Years later, when I ran the Innovation Lab at Nordstrom, I often thought of him. Throughout my career, I was always coming up with ideas people thought crazy. But I never doubted our ability to actually see them into reality.
I had a VP once who listened to one of my ideas. He said ‘Come on, lets take a walk.’
After walking around the block a few times, and questioning me and my sanity – he stopped and said. ‘Do you really want to take responsibility for seeing something like it’s through? If it fails, you own it.’
I remember never hesitating. ‘Yes, of course.’ I couldn’t imagine anything else.
I got that from Rob. ‘Be bold and powerful forces will come to your aid.’ It’s the only way to live.

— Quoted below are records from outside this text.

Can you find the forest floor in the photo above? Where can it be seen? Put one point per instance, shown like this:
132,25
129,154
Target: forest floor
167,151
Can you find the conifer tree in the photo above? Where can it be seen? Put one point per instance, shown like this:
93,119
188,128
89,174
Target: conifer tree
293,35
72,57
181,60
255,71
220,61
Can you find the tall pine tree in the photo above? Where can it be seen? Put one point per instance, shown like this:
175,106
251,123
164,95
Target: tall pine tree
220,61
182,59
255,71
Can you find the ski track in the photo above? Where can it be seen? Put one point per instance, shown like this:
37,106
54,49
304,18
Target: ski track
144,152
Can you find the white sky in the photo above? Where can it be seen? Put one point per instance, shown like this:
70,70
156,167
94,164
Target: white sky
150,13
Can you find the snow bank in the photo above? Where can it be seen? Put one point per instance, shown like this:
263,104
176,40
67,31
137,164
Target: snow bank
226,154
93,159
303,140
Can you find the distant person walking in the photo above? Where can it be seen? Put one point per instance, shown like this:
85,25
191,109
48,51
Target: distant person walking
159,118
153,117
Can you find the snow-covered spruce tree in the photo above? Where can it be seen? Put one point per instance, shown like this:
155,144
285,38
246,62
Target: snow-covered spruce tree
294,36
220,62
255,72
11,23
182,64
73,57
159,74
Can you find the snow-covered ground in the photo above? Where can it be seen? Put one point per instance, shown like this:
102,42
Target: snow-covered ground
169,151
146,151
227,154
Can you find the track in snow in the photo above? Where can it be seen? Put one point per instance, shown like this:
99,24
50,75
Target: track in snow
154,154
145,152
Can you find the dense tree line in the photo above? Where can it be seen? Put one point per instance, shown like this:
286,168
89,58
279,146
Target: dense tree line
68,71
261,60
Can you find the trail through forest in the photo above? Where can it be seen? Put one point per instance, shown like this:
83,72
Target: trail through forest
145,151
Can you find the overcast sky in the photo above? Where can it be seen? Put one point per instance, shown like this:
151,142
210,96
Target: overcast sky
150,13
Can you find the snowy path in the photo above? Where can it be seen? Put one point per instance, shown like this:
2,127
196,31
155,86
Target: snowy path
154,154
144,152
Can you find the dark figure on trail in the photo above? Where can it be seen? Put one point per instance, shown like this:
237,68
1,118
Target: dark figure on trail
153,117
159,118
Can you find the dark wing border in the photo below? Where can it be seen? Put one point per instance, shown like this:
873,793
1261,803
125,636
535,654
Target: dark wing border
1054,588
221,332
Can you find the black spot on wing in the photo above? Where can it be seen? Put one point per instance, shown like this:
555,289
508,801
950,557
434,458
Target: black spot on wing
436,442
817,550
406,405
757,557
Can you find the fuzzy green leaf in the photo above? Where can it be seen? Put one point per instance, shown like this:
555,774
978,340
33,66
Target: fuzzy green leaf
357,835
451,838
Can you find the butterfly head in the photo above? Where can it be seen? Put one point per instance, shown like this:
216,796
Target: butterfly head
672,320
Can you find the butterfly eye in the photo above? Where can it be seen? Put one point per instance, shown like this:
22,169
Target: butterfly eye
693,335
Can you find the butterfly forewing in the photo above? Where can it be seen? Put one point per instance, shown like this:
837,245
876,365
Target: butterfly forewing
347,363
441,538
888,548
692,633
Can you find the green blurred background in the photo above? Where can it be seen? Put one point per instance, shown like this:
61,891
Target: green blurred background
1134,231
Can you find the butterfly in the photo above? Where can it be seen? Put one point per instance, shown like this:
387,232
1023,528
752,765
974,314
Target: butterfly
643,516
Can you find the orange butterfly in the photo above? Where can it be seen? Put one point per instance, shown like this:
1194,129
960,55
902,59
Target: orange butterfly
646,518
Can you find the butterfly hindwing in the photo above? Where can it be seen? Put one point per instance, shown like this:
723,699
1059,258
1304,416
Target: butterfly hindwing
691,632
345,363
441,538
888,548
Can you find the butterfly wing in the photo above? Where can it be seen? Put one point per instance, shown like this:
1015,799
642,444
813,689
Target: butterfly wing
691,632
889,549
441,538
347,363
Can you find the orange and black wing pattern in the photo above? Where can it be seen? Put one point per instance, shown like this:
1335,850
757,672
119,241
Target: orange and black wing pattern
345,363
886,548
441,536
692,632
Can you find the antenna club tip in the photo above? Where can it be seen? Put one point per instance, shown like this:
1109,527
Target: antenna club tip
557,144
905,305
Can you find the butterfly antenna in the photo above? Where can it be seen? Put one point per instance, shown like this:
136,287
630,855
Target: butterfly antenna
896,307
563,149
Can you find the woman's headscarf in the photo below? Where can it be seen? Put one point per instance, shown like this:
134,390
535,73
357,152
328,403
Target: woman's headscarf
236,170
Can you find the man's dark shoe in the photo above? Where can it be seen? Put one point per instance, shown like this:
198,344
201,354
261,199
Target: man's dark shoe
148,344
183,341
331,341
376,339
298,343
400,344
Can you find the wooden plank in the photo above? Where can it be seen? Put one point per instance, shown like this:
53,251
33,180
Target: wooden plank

He was also a kind person. Even after selling the idea to Wrigley’s, he lived a simple life while buying homes for, and taking care of his family. He never cared for ‘things’; he cared for people and ideas.
A few years ago I took a cultural communications class. We were required to write the story of our lives to help us understand our cultural biases, but also to acknowledge those who had influenced our thinking the most. Before that, I’m not sure I really had a handle on how much my friendship with Rob impacted my life. But reading my own story, it was clear he had. Even when I was in college, and they towed my car for unpaid parking tickets, it was Rob I called. He picked me up, convinced the closed tow yard to open up and give me my car and then he took me out to one of many dinners. He was an amazing listener and was always interested in what I thought and why. I would leave those dinners, or even just a coffee, feeling lighter. He made me think differently.
Rob was there when my parent’s bought their grocery store in 1978. Before Big League Chew was even a kernel of an idea. He was their first customer, and bought a six pack of Heineken and paid $5. That’s before there were micro-brews and foreign beer seemed so fancy to us. My Mom had him sign the $5 bill for good luck, and she kept it framed over her desk in the back until they sold the store in 2010.
On the last day, before they handed over the keys to the new owners, Rob showed up by surprise. My brother had called him to let him know my parents were selling the store. He told my Mom, ‘I was your first customer and I’m going to be your last one too.’ He bought another 6 pack of Heineken. My Mom was so touched he had remembered after all those years.
I haven’t seen him in a long time. But one of the last things I did before we moved to Spain was to write him a letter. I’d been meaning to do it for a long time and I had put it on my list before we closed the door in the US for the last time. I tear up thinking about it, but Rob is a big part of how my life became what it is today. And acknowledging that was important to me. I’d left it well past time to say Thank You.
So this is to honor Rob Nelson’s 70th Birthday. He’s lived a big life, by anyone’s standards. But to me, he’ll always just be Rob, my friend, who was there for me when I needed him. Happy Birthday, Rob.